定番の「黒牛 純米酒」が火入れで一年を通して安定した旨みを届ける常備酒なら、この「中取り無濾過生原酒」は同じ純米酒を最も荒々しくも贅沢な形で瓶詰めした季節限定の特別仕様だ。搾りの工程で酒質が最も整うとされる「中取り」の部分だけを抜き、濾過も加水も火入れもしない無濾過生原酒として詰めている。山田錦を麹米50%・掛米60%で仕込み、日本酒度+6・酸度1.8・アルコール18〜19%という数字どおり、骨太でパワフルな一本だ。編集長としては、黒牛の旨み軸を一番濃いまま味わえる「素のままの黒牛」と捉えている。

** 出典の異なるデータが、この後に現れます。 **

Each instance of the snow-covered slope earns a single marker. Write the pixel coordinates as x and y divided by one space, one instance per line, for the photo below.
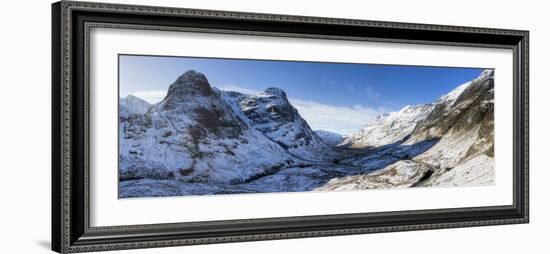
271 113
389 129
330 138
194 135
459 132
200 140
132 105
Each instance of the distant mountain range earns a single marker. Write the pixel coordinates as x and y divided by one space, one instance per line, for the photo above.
201 140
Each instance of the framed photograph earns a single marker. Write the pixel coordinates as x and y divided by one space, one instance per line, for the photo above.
182 126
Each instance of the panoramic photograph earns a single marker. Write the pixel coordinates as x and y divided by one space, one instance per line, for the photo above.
211 126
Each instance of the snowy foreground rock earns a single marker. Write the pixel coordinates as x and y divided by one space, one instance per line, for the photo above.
200 140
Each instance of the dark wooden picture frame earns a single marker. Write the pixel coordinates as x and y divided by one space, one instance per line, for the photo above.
71 230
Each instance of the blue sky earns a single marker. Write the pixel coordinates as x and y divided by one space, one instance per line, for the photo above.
339 97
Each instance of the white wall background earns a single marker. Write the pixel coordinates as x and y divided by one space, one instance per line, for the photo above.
25 125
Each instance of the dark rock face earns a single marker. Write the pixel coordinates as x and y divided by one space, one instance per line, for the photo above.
473 106
188 85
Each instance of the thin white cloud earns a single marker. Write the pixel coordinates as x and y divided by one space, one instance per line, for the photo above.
235 88
339 119
151 96
370 93
319 116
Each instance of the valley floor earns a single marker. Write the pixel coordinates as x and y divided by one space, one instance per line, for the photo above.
386 167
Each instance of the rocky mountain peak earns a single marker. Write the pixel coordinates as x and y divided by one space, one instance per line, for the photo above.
275 91
190 83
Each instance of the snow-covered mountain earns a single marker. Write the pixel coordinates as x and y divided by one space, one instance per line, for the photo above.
459 131
389 129
132 105
271 113
194 135
200 140
330 138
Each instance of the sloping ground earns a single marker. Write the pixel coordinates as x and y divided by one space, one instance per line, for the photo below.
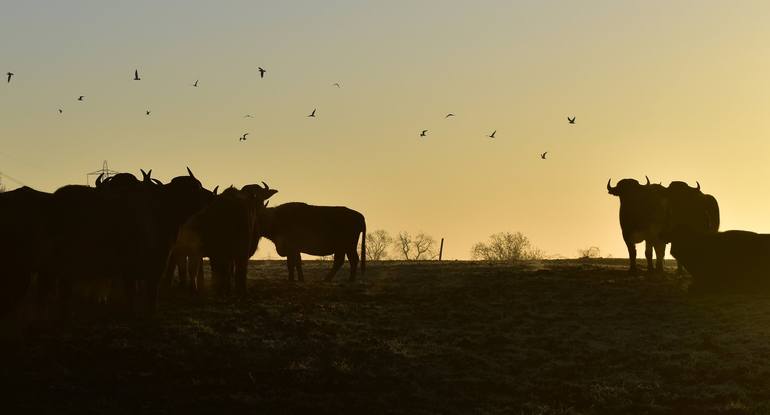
553 337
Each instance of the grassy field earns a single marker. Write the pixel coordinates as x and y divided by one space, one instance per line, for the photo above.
552 337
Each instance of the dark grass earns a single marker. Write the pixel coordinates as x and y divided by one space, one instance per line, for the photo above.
553 337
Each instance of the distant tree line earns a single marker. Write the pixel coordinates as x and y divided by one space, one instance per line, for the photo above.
380 245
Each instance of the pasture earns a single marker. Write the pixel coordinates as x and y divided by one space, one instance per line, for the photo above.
545 337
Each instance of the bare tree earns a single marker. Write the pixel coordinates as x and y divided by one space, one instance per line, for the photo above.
424 246
414 248
403 245
590 252
506 246
377 244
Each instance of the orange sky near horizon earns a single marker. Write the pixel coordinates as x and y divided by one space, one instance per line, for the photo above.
676 90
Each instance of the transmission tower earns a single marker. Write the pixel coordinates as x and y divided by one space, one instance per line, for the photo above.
105 172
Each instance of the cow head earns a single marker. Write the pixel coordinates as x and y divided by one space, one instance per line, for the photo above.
259 192
624 187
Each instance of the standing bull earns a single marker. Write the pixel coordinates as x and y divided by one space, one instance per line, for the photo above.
22 220
642 218
723 261
122 229
297 228
689 207
226 231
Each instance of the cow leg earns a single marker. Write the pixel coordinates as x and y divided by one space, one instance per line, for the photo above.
339 259
219 273
631 257
298 264
185 279
195 270
648 255
241 268
353 259
660 255
679 268
290 265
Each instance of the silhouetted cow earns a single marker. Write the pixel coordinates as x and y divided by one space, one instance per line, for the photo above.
723 261
297 228
122 229
689 207
22 237
227 231
642 218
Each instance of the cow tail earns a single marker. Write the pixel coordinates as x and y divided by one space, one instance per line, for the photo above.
363 250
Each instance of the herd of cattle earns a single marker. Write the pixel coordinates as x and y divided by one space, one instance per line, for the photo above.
689 219
136 232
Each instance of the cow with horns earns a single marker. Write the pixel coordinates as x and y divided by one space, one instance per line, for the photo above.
643 216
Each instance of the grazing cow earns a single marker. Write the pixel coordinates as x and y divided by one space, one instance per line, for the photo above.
297 228
689 207
723 261
22 220
642 218
227 231
122 229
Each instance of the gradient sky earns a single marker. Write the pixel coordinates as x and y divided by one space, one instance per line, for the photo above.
677 90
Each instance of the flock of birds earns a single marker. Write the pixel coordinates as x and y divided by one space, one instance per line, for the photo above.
262 71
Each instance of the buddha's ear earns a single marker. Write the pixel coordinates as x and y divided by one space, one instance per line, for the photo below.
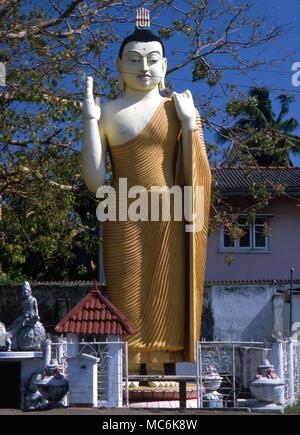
121 81
161 85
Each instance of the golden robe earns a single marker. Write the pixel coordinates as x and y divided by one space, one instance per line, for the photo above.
154 269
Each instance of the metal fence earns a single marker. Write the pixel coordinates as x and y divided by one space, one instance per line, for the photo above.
225 370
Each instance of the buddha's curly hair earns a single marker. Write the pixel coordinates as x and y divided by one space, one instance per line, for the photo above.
141 35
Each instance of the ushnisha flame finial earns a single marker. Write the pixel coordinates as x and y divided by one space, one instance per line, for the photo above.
142 20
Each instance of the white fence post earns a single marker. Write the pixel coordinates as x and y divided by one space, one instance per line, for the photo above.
298 364
47 352
277 359
290 355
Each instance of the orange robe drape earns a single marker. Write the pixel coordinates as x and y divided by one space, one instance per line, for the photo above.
154 269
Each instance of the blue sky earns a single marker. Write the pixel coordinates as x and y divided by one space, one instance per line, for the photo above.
278 77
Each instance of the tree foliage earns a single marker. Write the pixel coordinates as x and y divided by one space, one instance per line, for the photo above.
48 227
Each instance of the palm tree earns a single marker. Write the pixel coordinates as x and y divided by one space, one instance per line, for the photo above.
258 134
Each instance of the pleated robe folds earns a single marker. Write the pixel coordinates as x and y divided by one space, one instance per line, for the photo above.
154 269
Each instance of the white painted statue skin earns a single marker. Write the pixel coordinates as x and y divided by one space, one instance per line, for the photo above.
142 70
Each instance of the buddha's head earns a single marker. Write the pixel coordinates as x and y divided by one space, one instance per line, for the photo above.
142 64
26 290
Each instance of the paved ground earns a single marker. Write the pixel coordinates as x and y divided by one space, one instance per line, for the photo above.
128 411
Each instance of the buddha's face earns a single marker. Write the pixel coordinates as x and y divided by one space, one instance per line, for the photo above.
142 65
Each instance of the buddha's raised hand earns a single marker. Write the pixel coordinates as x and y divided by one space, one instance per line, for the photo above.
91 107
185 108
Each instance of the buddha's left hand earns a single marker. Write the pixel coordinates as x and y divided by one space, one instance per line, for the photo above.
185 108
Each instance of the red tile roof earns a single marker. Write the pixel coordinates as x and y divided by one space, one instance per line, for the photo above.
95 315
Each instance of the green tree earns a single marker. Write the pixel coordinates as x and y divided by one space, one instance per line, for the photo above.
258 134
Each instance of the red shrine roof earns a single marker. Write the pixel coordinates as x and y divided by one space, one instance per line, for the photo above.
95 315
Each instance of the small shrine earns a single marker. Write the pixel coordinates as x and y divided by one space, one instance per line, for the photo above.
94 329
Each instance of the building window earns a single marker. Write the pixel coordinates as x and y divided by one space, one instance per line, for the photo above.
253 238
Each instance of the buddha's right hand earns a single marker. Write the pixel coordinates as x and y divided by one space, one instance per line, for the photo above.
91 108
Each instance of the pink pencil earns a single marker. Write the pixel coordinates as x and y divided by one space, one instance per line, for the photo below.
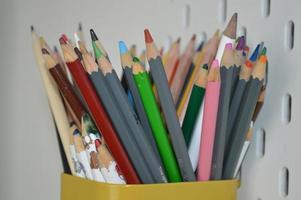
209 121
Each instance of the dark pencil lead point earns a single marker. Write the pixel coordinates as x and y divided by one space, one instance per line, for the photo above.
93 35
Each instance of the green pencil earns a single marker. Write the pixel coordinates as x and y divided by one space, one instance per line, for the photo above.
195 101
152 110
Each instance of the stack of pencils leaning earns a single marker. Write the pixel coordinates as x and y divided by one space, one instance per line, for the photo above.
188 118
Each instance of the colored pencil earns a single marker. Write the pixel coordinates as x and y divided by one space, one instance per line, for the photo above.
239 60
244 117
98 112
210 49
98 80
54 99
81 154
240 87
78 166
126 62
211 102
63 83
172 56
226 75
106 162
195 102
156 122
137 132
168 108
243 152
195 142
228 36
188 83
182 70
89 144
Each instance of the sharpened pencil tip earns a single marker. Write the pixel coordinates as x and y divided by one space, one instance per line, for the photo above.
93 35
80 26
122 48
136 60
148 37
228 46
241 43
193 37
255 53
76 132
45 51
215 63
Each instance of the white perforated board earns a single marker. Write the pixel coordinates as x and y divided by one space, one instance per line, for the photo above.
31 169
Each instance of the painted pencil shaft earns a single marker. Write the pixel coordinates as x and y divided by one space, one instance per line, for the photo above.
137 130
194 145
102 121
158 127
226 74
140 109
168 108
120 126
194 104
241 126
55 100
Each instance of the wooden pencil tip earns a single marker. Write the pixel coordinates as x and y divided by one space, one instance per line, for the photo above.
62 41
230 30
93 35
80 26
215 63
55 49
45 51
193 37
148 37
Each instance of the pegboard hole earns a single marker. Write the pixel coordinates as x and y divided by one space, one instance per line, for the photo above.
289 35
286 108
186 16
260 143
242 31
284 182
265 8
222 11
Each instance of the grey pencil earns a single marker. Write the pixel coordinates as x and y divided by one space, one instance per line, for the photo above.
131 119
239 59
244 117
168 108
226 74
243 80
126 62
99 83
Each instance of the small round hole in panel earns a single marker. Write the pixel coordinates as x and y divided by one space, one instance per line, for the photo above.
260 143
289 34
283 182
222 11
265 8
286 114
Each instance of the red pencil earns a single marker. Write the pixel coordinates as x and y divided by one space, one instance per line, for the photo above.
98 112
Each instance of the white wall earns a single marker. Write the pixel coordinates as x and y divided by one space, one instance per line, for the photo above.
30 162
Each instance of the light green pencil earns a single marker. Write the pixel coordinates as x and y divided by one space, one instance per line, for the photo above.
152 110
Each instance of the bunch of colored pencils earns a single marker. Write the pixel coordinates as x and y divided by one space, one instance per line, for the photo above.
188 118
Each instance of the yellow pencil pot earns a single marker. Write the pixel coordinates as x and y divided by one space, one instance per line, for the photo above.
74 188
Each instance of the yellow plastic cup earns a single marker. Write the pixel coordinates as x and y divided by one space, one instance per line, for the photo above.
75 188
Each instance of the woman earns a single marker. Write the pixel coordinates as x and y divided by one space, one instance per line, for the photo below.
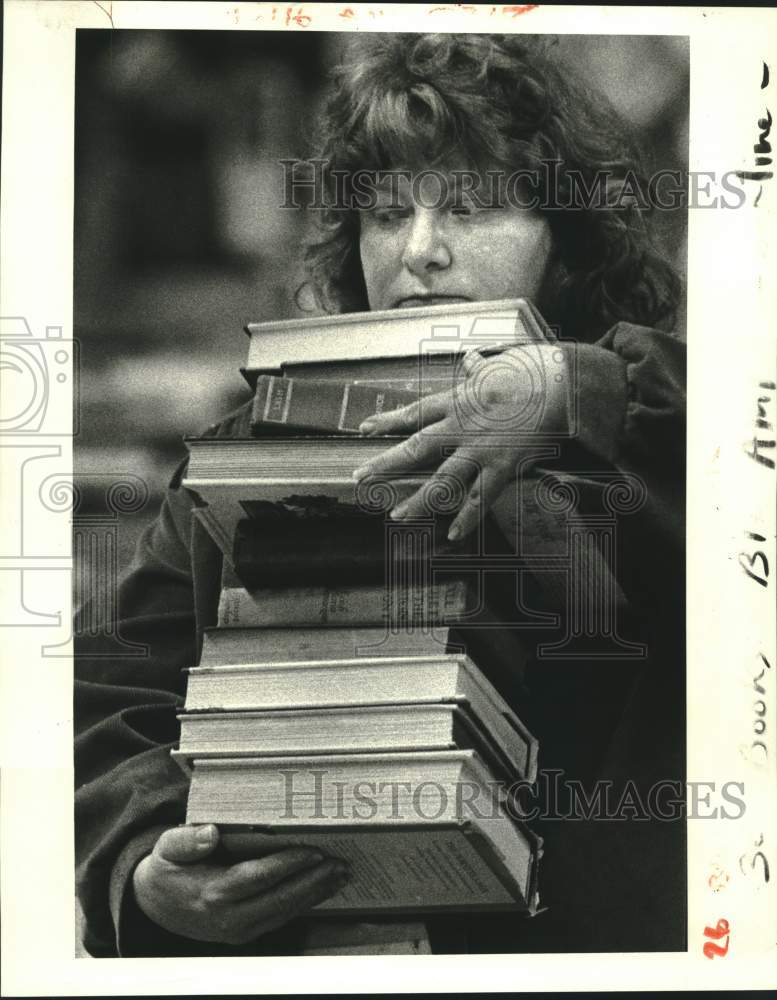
485 107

香りは、生酒らしいフレッシュさが前に出る。搾りたてのみずみずしい果実香に、無濾過由来のやや密度の高い米の含み香が重なり、グラスを近づけると押し寄せてくるような立ち香だ。火入れの定番純米酒の落ち着いた含み香とは対照的に、開けた瞬間の躍動感がこの酒の魅力になっている。

味わいは、含んだ瞬間に原酒らしい濃密な旨みと甘みが一気に押し寄せ、その後を酸度1.8の爽やかで上品な酸が引き締める。アルコール18〜19%の力強さがありながら、酸のおかげで重く感じさせず、後半は日本酒度+6の辛口らしくしっかりキレていく。中取りならではの雑味のない澄んだ旨みが、原酒の濃度の中でもきれいに通っているのが秀逸だ。生原酒なので要冷蔵、開栓後は味の変化も楽しめる。

ペアリングは、濃い味と脂に真っ向勝負できる。馬刺しや鴨ロース、ブリの照り焼き、牡蠣のような旨みと脂の強い肴に対して、原酒の濃度と高めの酸がぶつかり合って互いを高める。淡白な料理ではこの酒が勝ってしまうので、しっかりした肴を用意して向き合いたい。

価格は四合瓶(720ml)で実勢1,700〜1,900円ほど。定番純米酒に近い価格でこの濃度と限定感が味わえるのは魅力だが、クール便必須の生原酒ゆえ通年では手に入りにくい。黒牛の旨みを最も生々しい形で体感したい人のための、季節を待って開ける一本だ。